A panicked but highly aware mother, Angela Adams took Dontae on a public bus for the hour-long journey to the county medical center.  Arriving at five in the morning with gauze pressed to his bleeding wound, Dontae was quickly admitted to surgery so his lip could be reconstructed and his speaking ability preserved.  With high praise for the mother's reactions, surgeon Mark Grevious, who reconstructed Dontae's lip, told the press that this was a serious matter, and it needed to be addressed. 

The American College of Emergency Physicians (ACEP), in the wake of the Dontae Adams incident, expressed grave concern over Michelle Obama's medical initiative, diplomatically calling it "dangerously close" to patient-dumping. 

For its part, the university's physicians, who reviewed the Adams' case, claim the hospital acted properly, and that admitting Dontae to surgery would have enhanced the prospect of infection.  Obviously, the opinion was not shared by Dr. Grevious.  Dr. Nick Jourles, president of the ACEP, said that there is no reason why surgery would have enhanced the likelihood of infection.  

Mitt Romney, contrary to the pro-Obama campaign ad that falsely asserts that he condemned a cancer patient to death, killed no one.  Michelle Obama, in contrast, implemented a policy to redirect poor patients from a hospital that receives tax breaks and incentives, in the hundreds of millions, to treat them.  One of these did die as a consequence of that policy.  That is not to say Mrs. Obama killed anyone.  It is to say that she helped implement a policy and underscored a medical culture of keeping the poor out, and that policy had consequences.

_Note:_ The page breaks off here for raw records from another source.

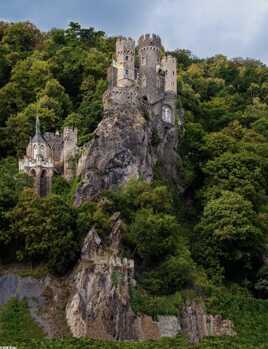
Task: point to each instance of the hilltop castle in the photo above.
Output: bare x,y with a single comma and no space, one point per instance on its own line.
153,73
146,81
48,154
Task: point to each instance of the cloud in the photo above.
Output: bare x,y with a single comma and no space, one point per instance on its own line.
207,27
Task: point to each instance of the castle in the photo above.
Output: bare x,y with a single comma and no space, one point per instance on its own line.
48,154
147,79
153,73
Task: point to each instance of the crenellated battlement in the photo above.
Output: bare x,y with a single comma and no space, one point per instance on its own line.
147,40
143,81
169,60
124,44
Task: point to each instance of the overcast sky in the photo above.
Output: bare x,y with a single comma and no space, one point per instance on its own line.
206,27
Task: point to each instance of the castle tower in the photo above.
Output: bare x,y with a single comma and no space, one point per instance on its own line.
69,152
38,162
125,61
149,61
169,66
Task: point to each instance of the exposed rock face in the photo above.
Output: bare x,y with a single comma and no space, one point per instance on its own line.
99,306
94,301
128,143
197,324
44,297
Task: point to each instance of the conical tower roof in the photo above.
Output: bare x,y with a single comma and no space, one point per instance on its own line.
38,138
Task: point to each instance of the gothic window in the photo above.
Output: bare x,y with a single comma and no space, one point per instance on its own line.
143,60
34,151
143,82
167,114
44,184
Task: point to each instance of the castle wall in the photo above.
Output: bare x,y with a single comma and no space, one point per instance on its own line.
169,66
149,60
125,60
69,152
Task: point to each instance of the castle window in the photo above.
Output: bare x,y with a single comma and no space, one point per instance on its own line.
167,114
143,82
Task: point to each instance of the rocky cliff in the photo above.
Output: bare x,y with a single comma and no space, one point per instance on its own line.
131,141
94,301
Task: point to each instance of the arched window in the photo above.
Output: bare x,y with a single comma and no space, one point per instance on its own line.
143,82
143,60
44,183
34,151
167,114
33,173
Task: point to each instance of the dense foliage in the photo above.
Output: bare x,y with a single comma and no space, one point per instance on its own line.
213,233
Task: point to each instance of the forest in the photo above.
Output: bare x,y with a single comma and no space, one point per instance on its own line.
208,241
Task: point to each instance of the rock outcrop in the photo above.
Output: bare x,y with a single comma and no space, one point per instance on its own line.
197,324
129,143
99,306
94,301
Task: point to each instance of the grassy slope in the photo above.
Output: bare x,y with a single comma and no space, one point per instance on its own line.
250,317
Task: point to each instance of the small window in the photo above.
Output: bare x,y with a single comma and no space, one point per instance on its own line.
167,114
143,60
143,82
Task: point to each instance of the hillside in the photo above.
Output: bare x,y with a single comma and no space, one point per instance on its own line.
204,239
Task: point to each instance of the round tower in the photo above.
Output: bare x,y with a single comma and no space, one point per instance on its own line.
125,61
169,66
149,61
69,152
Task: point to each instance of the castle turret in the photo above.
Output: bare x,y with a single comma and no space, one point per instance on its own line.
149,60
69,152
125,61
169,66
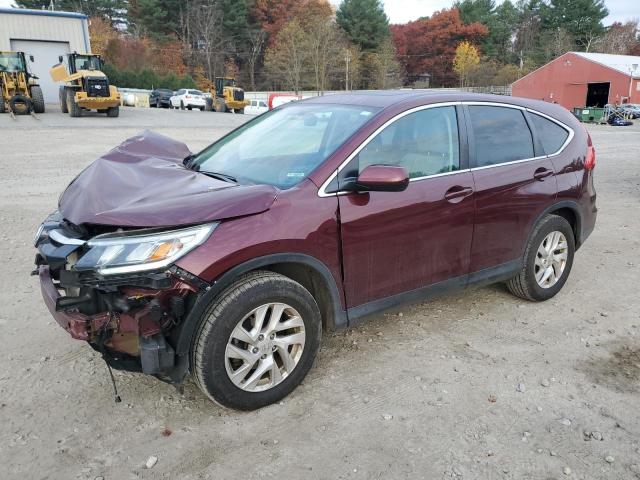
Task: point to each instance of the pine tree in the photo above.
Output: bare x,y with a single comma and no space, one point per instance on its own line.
364,22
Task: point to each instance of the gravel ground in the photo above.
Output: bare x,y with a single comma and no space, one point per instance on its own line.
474,385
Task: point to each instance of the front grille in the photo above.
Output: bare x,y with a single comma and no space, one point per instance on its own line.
97,87
238,95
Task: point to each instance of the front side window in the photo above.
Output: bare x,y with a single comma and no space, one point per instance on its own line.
501,135
550,133
424,143
284,146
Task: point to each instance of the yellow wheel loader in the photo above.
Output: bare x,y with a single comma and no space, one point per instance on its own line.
227,96
19,89
85,87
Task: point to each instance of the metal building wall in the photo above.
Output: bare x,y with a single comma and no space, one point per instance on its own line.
565,80
18,24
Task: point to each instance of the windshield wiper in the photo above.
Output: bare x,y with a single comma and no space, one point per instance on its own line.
187,160
219,176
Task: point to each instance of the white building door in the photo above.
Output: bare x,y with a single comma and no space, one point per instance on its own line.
45,55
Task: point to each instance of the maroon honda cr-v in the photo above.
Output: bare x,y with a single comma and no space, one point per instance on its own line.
228,264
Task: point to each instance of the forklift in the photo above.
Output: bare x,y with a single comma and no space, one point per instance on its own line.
227,96
85,87
21,94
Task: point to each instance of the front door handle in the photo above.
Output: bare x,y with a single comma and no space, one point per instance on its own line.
541,173
457,194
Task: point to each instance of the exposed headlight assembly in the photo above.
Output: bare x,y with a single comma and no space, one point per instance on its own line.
112,254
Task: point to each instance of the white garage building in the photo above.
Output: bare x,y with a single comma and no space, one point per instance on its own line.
45,35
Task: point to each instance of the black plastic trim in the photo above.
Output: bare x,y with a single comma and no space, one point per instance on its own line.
475,279
575,208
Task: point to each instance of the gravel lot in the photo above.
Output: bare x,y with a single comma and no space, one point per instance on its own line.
476,385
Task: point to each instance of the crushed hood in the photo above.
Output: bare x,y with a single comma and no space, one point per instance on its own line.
143,183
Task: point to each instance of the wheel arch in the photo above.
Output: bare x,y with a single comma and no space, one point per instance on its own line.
310,272
567,209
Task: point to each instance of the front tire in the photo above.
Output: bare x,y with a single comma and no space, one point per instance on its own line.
548,260
257,341
72,106
62,95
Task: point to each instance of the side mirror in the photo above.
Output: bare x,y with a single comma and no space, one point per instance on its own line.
382,178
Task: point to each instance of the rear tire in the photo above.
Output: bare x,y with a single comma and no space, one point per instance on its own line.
62,95
72,105
233,308
527,283
37,98
20,105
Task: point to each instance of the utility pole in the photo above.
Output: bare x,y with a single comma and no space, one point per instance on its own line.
632,70
347,59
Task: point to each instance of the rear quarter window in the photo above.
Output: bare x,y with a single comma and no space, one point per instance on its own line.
501,135
550,133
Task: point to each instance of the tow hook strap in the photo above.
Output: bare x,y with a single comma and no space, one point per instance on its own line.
103,350
116,397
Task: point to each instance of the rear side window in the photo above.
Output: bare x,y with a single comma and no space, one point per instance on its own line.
550,134
501,135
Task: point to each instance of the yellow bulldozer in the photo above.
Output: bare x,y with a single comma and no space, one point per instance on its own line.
227,96
85,87
20,93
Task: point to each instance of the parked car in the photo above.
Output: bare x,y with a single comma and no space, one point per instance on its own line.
189,99
631,110
229,264
256,107
277,99
160,97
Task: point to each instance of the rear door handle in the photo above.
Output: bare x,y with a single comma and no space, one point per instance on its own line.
457,193
542,173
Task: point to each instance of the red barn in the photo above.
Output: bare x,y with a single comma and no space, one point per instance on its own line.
578,79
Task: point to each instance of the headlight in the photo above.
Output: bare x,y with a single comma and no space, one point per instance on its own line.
113,254
52,221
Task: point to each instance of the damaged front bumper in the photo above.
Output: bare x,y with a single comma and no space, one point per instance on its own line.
132,319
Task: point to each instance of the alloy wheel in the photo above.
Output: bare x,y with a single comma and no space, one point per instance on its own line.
551,259
265,347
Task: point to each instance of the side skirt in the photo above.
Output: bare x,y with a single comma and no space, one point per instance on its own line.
475,279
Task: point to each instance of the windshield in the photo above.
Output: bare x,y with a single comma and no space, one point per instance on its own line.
87,62
282,147
11,62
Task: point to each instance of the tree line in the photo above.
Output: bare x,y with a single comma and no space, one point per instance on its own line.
308,44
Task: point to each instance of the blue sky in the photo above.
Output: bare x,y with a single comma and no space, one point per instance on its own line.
402,11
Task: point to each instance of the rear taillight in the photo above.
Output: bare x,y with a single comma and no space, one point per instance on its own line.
590,160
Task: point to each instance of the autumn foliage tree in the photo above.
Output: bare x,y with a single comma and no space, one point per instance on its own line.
467,56
273,15
429,45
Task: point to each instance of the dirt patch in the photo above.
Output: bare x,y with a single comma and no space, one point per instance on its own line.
619,372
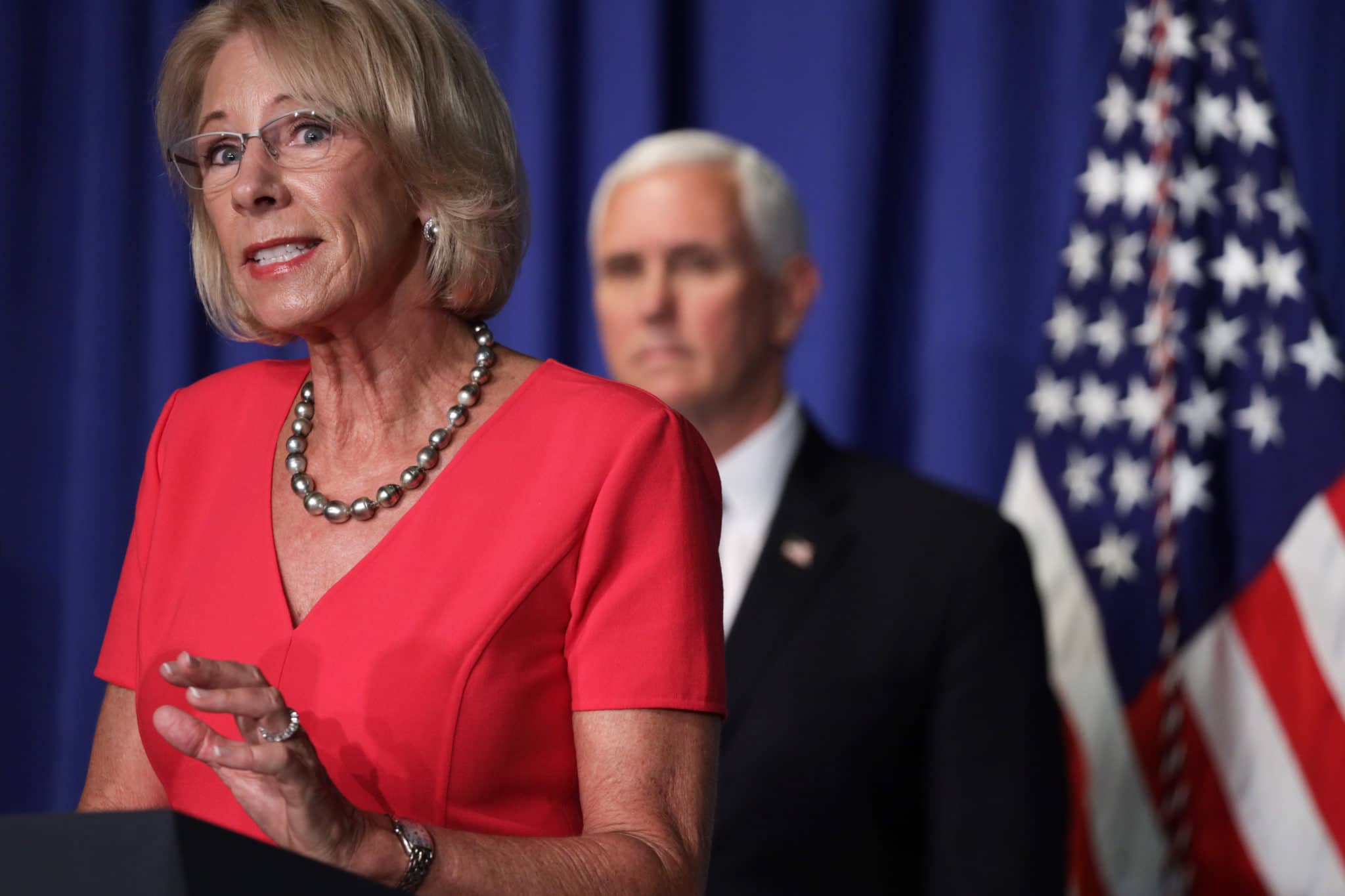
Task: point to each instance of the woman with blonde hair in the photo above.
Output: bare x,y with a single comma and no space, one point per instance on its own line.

One child could have been speech-impaired for the rest of his life, save for a valiant and determined mother, because of the medical center's policies.  And those are the cases that made news.

The tag line for portraying Mrs. Adams' experience should come from her own words: "It's not just about my child."

So if Mitt Romney wants to stop talking about how Barack Obama's negative and deceitful campaign is beneath the dignity of the office and wants to come out swinging, I want to see a poster showcasing Angela Adams as a woman of courage and valor who did not let Mrs. Obama's initiative deprive her son of his ability to speak.  And I want to know, who is the faceless and nameless man who died from poverty because of alleged patient-dumping?  His death needs to speak to us as part of this campaign.  Portraying his death would give dignity and justice both to the man and to the Romney campaign.

Some argue that for the Romney camp to take on the first lady would be a losing battle.  Hardly, as both the Chicago Sun-Times and Chicago Tribune have surfaced the story.  And the story has tentacles that reach into the complex relationship between then-Illinois Senator  Barack Obama and convicted felon Tony Rezko's pay-for-medical play scheme. 

South-side Congressional Democrat Bobby Rush and Republican Senator Charles Grassley unsuccessfully tried to get a national hearing on patient-dumping.  It's only the national media that has stayed away from the story.

If Ann Romney's T-shirts and horses are campaign issues, then why shouldn't Mrs. Obama's controversial program of redirecting indigent patients be a campaign issue?  Why is it that activists in the communities surrounding the University of Chicago have opposed the program?   It's time for the Romney campaign to raise those issues.